B. a. Par acte déposé le 27 septembre 2018 au greffe de la Cour de justice, l'"HOTEL A______" forme appel contre ce jugement, dont il sollicite l'annulation. Il conclut, à titre préalable, à ce que soient déclarées irrecevables les plaidoiries finales déposées par sa partie adverse le 28 février 2018 auprès du Tribunal et que celles-ci soient retournées à leur auteur. Il conclut également, toujours à titre préalable, à ce que le courrier que B______ a adressé le 14 mars 2018 au Tribunal lui soit également retourné. Principalement, il conclut à ce que le congé donné le
21 octobre 2016 avec effet au 28 février 2018 soit validé, à ce que toute prolongation de bail soit refusée à sa partie adverse et à ce que soit prononcée l'évacuation de B______ de sa personne, de ses biens et de tous tiers de l'arcade litigieuse. Il conclut enfin à ce qu'il soit constaté que le Tribunal a violé son droit d'être entendu, le principe de célérité et les principes régissant la notification des actes de procédure.

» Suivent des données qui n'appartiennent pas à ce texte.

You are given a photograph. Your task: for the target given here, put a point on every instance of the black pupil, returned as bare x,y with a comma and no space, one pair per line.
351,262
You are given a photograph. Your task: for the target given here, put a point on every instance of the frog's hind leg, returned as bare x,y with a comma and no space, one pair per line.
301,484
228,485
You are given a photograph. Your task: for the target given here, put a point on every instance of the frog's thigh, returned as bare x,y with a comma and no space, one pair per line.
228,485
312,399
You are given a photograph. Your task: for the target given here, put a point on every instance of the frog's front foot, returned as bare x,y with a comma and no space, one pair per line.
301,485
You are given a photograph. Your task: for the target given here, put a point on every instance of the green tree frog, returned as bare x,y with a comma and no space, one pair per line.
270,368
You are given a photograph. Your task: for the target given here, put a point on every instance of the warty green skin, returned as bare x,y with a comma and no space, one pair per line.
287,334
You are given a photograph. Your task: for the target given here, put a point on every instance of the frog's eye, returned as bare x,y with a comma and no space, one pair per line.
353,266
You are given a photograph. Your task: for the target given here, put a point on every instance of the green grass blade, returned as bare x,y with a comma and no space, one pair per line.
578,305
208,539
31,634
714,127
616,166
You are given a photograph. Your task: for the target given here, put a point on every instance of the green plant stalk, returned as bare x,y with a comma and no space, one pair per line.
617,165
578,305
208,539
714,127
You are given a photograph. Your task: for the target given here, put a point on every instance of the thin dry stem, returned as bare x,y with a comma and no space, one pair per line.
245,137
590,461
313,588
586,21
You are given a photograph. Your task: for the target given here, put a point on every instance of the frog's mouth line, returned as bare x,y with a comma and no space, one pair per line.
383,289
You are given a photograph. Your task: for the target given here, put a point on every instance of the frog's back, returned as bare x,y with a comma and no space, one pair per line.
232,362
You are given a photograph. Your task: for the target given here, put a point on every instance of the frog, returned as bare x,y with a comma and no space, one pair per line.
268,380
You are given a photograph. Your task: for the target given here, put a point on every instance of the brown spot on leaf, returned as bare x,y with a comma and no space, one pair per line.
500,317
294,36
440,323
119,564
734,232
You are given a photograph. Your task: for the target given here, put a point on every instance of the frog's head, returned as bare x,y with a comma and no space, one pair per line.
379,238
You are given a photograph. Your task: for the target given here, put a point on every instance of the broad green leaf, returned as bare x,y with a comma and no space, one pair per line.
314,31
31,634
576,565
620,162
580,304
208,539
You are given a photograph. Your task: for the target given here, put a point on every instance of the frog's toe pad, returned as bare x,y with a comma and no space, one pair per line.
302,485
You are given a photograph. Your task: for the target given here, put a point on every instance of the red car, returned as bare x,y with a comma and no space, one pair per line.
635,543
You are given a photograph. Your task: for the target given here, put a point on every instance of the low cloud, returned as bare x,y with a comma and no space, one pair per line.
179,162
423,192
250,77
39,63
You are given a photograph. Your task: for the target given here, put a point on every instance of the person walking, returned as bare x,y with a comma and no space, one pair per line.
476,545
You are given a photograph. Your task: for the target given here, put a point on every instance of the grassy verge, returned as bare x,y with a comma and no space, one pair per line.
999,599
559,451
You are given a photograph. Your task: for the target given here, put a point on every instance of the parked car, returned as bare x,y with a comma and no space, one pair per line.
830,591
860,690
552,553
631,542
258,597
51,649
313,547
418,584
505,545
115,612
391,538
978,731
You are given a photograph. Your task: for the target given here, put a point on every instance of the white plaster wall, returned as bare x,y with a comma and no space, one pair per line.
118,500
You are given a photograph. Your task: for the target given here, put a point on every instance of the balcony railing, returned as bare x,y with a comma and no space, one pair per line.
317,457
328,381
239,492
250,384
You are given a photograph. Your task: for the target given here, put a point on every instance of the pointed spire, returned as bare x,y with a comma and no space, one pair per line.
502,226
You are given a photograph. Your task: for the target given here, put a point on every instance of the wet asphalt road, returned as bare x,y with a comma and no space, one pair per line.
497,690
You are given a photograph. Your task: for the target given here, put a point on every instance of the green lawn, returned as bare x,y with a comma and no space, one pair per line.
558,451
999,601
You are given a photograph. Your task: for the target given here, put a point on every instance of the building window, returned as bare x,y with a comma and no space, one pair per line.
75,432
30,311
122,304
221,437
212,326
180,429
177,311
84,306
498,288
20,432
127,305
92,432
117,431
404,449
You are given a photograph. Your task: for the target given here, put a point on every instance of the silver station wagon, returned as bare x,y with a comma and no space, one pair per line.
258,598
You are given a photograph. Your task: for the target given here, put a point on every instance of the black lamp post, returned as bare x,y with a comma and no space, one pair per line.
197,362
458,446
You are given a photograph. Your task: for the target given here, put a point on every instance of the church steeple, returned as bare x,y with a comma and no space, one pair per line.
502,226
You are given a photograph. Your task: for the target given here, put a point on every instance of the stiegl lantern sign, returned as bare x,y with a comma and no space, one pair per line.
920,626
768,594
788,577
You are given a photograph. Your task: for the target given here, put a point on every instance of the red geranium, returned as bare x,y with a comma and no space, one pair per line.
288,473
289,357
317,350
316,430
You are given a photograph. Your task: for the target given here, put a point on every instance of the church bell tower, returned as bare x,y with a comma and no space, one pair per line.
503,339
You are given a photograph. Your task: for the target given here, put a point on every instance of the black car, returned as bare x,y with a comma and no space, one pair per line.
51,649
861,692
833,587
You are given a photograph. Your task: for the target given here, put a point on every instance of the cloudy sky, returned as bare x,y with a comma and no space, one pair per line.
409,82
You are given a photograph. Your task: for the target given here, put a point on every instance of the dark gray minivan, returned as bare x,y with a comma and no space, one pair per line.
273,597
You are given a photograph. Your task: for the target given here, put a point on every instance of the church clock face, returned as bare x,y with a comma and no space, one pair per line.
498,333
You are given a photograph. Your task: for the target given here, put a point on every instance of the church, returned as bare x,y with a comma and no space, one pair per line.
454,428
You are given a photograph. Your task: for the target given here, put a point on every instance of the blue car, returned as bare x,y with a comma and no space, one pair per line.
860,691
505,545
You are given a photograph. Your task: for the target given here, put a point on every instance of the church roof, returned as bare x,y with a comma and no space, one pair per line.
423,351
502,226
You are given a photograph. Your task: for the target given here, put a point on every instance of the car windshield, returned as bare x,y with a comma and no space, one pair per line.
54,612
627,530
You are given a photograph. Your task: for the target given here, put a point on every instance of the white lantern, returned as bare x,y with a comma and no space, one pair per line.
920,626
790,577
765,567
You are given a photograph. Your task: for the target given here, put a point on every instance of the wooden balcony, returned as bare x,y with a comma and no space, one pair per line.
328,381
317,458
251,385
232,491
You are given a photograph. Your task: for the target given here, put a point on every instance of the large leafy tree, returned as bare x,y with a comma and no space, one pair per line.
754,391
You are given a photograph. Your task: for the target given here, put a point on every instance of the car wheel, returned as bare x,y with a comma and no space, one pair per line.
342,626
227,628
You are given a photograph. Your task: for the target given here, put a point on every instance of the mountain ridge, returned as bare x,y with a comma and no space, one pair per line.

A titre subsidiaire, il conclut à ce que la cause soit renvoyée au Tribunal.

L'"HOTEL A______" produit une pièce nouvelle, soit une attestation du 4 mai 2016 de C______, adressée «à qui de droit».

b. Dans sa réponse du 7 novembre 2018, B______ (ci-après : le locataire) conclut, à titre préalable, à l'irrecevabilité de la pièce nouvelle, principalement, à la confirmation du jugement entrepris, subsidiairement, à l'annulation du congé litigieux, et plus subsidiairement, à l'octroi d'une prolongation de bail de six ans, échéant au 29 février 2024.

c. L'"HOTEL A______" ayant renoncé à faire usage de son droit de réplique, les parties ont été avisées le 3 décembre 2018 de ce que la cause était gardée à juger.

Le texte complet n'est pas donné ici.